I was really envious of artists when visiting the major european cities: they really saw the buildings/sculptures. Everyone one just takes a picture and moves along, to finish the Louvre in a single day.
I would have thought the main issue is the sheer number of people who can now afford to go to these exotic locations, rather than the pictures themselves. On the upside I'm able to enjoy places like Devon much more now that the people who packed out the beaches 30 years ago are all off taking pictures at Angkor Wat
I've been a hobby photographer for over 40 years. I've also sold my work.
This past weekend I watched the latest James Bond movie. When I was a kid, I used to love those. Not only was Bond invincible and always cool, but he also traveled to the most exotic places.
Watching the movie yesterday? Meh. Not so much. It occurred to me that with all of the photo sharing going on social media, it takes a lot more than a movie star in a panoramic shot to impress me. In fact, lately when I watch movies, I'm guessing the locations they were shot -- simply because I've seen so many other images of the same place.
I feel that images as a way to say something about yourself, like "Hey, I was here!" probably don't work like they used to. I have some friends that will dump 80 pictures of their day at the beach. Wow. Nobody has a day at the beach that is that memorable.
Images as a way to show your feeling at the time? I don't think they're ever going out of style. I'll take 100-200 shots, then find 1 or 2. Then I'll spend some time in post production making the image match the feeling I had looking at the scene. This may or may not be realistic. I find that I rarely can achieve this effect by pushing pre-canned image processing buttons.

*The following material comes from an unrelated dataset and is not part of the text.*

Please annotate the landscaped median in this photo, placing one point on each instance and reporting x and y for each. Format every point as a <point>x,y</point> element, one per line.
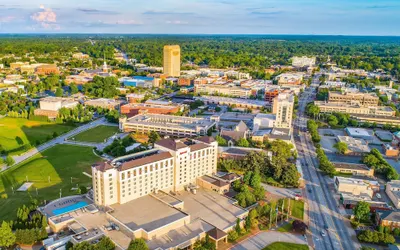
<point>286,246</point>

It reminds me of my first trip to the Grand Canyon. My wife and I got out of the car and looked. Wow! Big! Really big! So I took some pictures.
Just then a bus pulls up. Scores of other people get out, all with cameras. Big! It's really big! Many more pictures were taken.
I realized that this was total bullshit. If we go home now, we'll just have yet another picture like 7 million other pictures. It means nothing. So we went hiking down below the rim. (We hiked an hour or two down. It was twice that time coming back up.) It was during this hike that I actually had a personal experience of the Grand Canyon. We met the new superintendent, we chatted with other travelers, we noticed how that once you started interacting with the canyon, it left a completely different experience than just looking at a 2D image.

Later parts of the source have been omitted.